Mon deuxième objectif était de sensibiliser à la différence les enfants qui ne sont pas porteurs de handicap. C'est l'occasion pour eux de poser des questions à leurs parents, et pour les parents d'aborder ce sujet plus facilement.

Livre "Les aventures d'Alexandre - : Le rêve d'Alexandre"
Livre "Les aventures d'Alexandre - : Le rêve d'Alexandre"

Informer, partager, s'entraider

Après la sortie du livre, beaucoup de personnes m'ont posé des questions à travers les réseaux sociaux. C'étaient des questions sur différents sujets : Alexandre, sa maladie, notre quotidien, et sur le handicap de manière générale. En essayant d'y répondre, je me suis aperçue qu'il n'existait pas beaucoup d'outils de sensibilisation au sujet du handicap pour le grand public. Mon livre était un début, il permettait de sensibiliser, mais ce n'était pas suffisant puisqu'il ne parlait pas du handicap en soit. J'ai donc songé à l'idée de créer un podcast qui explore en profondeur les sujets liés à la vie des familles d'enfants porteurs de handicap, et qui met en lumière des choses qu'on n'imagine pas autour du handicap des enfants. Mon objectif est aussi d'apporter de l'espoir et de briser les nombreux tabous existants autour du handicap.

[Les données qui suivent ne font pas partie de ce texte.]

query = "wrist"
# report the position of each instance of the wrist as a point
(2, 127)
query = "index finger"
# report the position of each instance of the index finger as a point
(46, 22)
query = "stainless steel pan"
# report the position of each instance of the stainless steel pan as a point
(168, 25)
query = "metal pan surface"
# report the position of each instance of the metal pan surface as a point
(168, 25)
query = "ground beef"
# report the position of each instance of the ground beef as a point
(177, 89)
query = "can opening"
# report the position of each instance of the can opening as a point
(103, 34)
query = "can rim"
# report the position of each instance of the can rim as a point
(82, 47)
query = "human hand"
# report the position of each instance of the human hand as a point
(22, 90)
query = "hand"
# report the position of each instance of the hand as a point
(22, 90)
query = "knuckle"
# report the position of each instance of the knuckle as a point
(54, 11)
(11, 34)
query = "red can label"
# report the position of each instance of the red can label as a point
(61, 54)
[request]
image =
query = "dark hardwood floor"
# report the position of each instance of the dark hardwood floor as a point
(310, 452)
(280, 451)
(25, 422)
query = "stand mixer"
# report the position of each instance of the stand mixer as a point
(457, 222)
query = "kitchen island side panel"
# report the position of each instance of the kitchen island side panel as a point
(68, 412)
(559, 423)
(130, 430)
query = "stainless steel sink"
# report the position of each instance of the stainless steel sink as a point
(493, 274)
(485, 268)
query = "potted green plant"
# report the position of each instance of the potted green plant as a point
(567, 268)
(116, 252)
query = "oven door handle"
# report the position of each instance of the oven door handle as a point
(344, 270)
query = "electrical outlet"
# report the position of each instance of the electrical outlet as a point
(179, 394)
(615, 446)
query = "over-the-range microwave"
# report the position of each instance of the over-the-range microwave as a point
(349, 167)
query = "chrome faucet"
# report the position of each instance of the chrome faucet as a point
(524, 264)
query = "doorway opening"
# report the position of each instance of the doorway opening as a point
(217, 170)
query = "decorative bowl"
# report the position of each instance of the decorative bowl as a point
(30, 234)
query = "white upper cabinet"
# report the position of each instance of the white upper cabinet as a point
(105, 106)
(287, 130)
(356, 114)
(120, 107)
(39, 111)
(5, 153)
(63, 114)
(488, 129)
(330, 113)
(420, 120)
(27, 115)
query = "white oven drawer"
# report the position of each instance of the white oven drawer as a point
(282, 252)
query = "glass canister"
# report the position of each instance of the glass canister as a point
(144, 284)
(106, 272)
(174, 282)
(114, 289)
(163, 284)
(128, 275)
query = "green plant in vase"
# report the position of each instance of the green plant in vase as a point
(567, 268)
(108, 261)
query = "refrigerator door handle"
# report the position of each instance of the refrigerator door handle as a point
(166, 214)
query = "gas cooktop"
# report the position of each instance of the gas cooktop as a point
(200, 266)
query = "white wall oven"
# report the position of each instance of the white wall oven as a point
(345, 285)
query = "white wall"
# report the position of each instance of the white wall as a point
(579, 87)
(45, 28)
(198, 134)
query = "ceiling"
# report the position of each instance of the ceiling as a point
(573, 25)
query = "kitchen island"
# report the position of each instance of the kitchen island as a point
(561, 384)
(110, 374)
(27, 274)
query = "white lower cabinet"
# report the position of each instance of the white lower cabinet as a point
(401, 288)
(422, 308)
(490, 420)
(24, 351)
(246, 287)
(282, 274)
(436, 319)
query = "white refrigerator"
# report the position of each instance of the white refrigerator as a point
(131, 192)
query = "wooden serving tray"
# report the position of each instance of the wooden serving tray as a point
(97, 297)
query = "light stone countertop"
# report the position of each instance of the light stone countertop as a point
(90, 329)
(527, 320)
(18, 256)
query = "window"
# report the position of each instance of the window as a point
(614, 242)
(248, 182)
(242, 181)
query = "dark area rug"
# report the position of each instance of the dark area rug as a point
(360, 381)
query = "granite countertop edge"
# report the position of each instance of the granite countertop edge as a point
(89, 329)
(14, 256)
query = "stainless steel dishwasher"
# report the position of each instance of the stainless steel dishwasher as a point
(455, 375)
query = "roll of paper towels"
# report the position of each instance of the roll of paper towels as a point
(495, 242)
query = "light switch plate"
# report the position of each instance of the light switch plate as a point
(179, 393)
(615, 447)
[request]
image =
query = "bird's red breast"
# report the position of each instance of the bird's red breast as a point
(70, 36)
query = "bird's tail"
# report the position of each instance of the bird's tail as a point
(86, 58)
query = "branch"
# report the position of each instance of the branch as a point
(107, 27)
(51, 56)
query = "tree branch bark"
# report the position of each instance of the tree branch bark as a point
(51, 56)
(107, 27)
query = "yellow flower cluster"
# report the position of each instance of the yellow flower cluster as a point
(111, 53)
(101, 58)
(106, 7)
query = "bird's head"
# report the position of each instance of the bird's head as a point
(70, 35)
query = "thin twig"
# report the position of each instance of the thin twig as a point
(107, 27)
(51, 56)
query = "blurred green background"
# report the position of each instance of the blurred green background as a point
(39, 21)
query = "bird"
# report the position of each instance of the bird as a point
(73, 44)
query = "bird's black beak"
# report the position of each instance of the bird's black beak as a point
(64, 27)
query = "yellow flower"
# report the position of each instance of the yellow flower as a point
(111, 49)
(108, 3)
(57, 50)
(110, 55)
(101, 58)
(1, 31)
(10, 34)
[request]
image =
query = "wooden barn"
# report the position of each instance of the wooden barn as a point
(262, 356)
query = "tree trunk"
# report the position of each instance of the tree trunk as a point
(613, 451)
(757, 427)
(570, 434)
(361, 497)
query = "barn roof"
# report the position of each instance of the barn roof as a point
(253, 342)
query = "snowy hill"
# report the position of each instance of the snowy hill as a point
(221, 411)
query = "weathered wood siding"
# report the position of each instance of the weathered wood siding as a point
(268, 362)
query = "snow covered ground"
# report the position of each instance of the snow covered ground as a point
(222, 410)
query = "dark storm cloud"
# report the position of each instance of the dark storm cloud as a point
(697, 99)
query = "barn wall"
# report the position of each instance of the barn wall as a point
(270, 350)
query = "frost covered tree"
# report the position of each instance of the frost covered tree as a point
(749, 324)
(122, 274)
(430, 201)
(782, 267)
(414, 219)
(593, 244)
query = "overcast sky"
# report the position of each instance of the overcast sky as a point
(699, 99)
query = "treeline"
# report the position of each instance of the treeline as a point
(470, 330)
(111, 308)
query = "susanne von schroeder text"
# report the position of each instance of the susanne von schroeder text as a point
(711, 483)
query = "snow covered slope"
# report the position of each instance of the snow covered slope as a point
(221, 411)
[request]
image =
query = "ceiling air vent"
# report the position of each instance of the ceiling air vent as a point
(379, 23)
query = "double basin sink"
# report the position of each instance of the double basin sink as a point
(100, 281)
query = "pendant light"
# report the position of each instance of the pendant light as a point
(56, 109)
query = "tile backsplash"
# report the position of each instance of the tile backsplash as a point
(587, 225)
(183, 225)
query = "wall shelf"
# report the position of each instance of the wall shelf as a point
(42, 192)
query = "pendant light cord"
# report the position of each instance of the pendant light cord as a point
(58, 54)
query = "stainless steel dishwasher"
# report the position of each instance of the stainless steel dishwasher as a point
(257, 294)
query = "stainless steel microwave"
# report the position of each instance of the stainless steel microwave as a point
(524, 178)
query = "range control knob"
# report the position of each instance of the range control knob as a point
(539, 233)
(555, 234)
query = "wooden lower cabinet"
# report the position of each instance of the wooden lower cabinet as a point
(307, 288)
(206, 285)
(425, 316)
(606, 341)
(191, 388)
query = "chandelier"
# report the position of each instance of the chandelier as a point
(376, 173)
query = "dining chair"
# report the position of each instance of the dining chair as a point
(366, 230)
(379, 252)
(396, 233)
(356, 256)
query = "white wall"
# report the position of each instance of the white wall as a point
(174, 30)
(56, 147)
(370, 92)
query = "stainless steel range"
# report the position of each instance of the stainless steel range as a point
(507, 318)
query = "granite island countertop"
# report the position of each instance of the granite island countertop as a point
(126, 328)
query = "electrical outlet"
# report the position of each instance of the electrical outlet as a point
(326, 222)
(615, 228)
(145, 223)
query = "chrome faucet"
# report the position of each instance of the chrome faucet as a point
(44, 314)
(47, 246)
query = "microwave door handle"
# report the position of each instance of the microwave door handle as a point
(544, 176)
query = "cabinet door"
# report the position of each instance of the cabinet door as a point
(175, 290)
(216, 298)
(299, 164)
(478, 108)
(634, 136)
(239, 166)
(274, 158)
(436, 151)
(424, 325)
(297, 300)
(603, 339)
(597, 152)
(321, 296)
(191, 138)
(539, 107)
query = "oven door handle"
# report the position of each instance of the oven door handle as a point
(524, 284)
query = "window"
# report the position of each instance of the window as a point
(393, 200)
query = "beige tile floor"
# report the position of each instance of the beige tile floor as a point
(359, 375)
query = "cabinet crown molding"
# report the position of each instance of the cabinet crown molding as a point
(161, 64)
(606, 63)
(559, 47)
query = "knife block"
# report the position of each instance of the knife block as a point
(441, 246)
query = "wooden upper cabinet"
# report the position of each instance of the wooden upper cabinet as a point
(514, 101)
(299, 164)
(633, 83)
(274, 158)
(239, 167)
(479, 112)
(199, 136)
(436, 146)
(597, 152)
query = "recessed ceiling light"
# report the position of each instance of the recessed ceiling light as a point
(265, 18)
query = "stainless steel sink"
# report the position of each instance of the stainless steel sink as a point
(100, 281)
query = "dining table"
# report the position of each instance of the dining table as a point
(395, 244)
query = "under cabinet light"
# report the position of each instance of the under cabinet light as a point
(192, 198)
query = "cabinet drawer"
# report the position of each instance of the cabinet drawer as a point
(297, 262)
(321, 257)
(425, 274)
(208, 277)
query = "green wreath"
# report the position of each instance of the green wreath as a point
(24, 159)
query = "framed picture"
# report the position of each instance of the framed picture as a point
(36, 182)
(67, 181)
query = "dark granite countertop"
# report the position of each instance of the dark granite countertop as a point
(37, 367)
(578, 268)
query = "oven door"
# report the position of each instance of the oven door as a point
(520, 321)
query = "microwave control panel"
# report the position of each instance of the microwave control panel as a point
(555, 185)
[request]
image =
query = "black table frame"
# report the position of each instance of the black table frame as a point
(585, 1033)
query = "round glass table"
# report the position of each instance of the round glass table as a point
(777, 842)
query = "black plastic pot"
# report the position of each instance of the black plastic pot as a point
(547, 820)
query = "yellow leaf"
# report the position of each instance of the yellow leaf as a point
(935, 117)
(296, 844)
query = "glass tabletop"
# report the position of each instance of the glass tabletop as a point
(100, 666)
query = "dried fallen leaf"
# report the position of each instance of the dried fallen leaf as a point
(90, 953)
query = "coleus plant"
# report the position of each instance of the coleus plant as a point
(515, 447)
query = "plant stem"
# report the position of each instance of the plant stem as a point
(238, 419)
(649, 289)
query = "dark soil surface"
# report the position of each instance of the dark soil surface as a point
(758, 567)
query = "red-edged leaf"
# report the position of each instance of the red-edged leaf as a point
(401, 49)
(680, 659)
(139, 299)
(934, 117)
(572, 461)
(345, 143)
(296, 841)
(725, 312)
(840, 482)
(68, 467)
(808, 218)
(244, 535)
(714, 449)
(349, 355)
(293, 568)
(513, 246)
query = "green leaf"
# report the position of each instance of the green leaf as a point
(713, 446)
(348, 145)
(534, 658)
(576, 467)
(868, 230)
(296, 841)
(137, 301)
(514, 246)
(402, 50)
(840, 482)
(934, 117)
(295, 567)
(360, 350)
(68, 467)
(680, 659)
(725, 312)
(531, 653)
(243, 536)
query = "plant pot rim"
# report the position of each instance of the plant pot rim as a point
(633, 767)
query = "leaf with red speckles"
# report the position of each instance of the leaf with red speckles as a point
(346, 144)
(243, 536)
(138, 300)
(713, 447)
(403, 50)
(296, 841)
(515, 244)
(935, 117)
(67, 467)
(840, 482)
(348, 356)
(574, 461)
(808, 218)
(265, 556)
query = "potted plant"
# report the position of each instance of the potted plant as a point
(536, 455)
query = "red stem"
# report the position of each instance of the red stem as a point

J'ai créé cette année l'association "Nos enfants extra-capables", qui a pour objectif de venir en aide aux parents et enfants porteurs de handicap en France et en Afrique. J'ai compris qu'en tant que parents d'enfants porteurs de handicap, on n'approche pas la parentalité comme les autres. Nous devons faire face à processus d'acceptation, similaire à un deuil, qui est souvent long et douloureux. Et ce processus peut très souvent impacter l'enfant lui-même, ainsi que ses proches. C'est donc important pour moi d'aider les autres parents à voir les choses différemment, leur redonner confiance, et surtout lever le voile sur le handicap.

L'association offre aux parents une aide matérielle pour soulager leur vie quotidienne, et on propose également des professionnels de santé spécialisés pour accompagner les parents et pour former le personnel sur place en Afrique. Nous apportons notre aide aussi sur l'aspect psychologique, en organisant des cercles de paroles avec les parents ainsi que des psychologues qui ont pour but d'essayer de soulager les parents, et de répondre à leurs questions afin qu'ils ne se sentent pas seuls.

Mon objectif ? Que nous puissions changer de regard sur le handicap, mais surtout que la société prenne enfin conscience que handicap ne veut pas dire incapable."